Mr Sunak said: ‘I apologize unreservedly.
“I understand that for personalities exercising a public function, the rules must be applied with rigor in order to maintain public confidence. I respect the decision that was made and I paid the fine.
“I know people have sacrificed a lot during Covid, and they will find this upsetting. I deeply regret the frustration and anger caused and I’m sorry.
“As the Prime Minister, I am focused on delivering for the British people at this difficult time.”
A spokesman for Carrie Johnson said: ‘While she believed she was acting within the rules at the time, Ms Johnson accepts the findings of the Metropolitan Police and apologizes unreservedly.
The latest fines came in a new round of Fixed Fines (FPNs) announced by Scotland Yard in relation to Operation Hillman, which is investigating possible Covid breaches in Downing Street and Whitehall.
More than 50 fines have been sent to Acro’s criminal record since the start of the investigation.
The FPNs received by Mr and Mrs Johnson and Mr Sunak were linked to the June 2020 birthday party at which, according to Northern Ireland Minister Conor Burns, Mr Johnson was “ambushed with a cake”.
Reports suggested that up to 30 people attended the party and sang Happy Birthday in the Cabinet Room.
The progress of the police investigation will again raise the specter of the Sue Gray Report, a dossier on the gatherings compiled by senior civil servant Ms Gray which was blocked by the Met’s launch of the investigation.
The Daily Telegraph reported that Ms Gray’s full report could be out as soon as next week, when MPs return to the Commons after recess.
Labor leader Sir Keir Starmer, a former director of public prosecutions, said the police decision marked the “first time in the history of our country that a Prime Minister has been found guilty of breaking the law”.
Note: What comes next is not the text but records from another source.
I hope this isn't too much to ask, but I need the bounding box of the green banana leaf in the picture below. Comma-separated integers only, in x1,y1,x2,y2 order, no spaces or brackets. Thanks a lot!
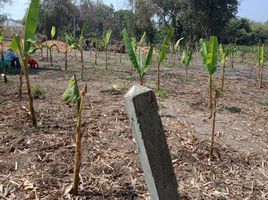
182,49,193,68
50,26,56,40
139,32,146,45
103,29,112,48
173,37,184,52
0,32,6,43
206,36,218,75
258,45,265,65
9,35,22,58
131,37,137,51
219,44,230,64
24,0,40,55
158,27,174,65
62,74,80,106
123,29,141,74
199,38,208,65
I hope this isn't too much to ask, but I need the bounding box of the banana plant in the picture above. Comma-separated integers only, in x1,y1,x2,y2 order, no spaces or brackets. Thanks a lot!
0,31,6,52
157,27,174,91
64,33,75,71
123,29,154,85
62,75,87,195
138,32,146,46
0,31,7,83
47,26,58,66
131,37,137,52
103,29,112,70
172,37,184,66
219,44,230,92
229,45,237,68
200,36,218,118
200,36,220,158
92,38,102,65
182,49,193,83
70,22,87,79
9,0,40,126
257,45,265,88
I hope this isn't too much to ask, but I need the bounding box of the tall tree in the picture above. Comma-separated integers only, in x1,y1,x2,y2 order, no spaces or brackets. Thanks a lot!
179,0,239,40
39,0,79,39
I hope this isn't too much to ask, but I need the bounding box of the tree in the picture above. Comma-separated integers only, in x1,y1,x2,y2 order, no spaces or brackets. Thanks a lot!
179,0,239,39
38,0,79,39
9,0,39,126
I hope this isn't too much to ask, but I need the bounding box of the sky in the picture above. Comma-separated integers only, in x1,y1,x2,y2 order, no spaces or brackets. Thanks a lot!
3,0,268,22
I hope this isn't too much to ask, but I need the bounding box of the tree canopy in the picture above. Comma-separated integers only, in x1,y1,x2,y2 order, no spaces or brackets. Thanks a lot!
0,0,268,46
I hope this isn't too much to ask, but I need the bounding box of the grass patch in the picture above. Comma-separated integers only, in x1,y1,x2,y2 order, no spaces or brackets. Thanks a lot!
31,86,45,96
259,99,268,106
0,99,6,107
123,75,137,81
155,89,168,97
Speaking in Preston, he accused Mr Johnson of lying ‘repeatedly’ about what happened behind No 10’s famous black door.
Sir Keir also argued that the Tory leader and Mr Sunak had ‘disgraced’ the sacrifices made by Britons who followed the rules during the pandemic.
“The British public made the most unimaginable and heartbreaking sacrifices, and many were overwhelmed with guilt,” he said.
“But the culprits are the Prime Minister and the Chancellor.
“Britain deserves better, they have to go.”
Labor joined the chorus of demands for the Commons to be recalled from its two-week Easter recess and allow Mr Johnson to ‘hand in his resignation’ in person to MPs.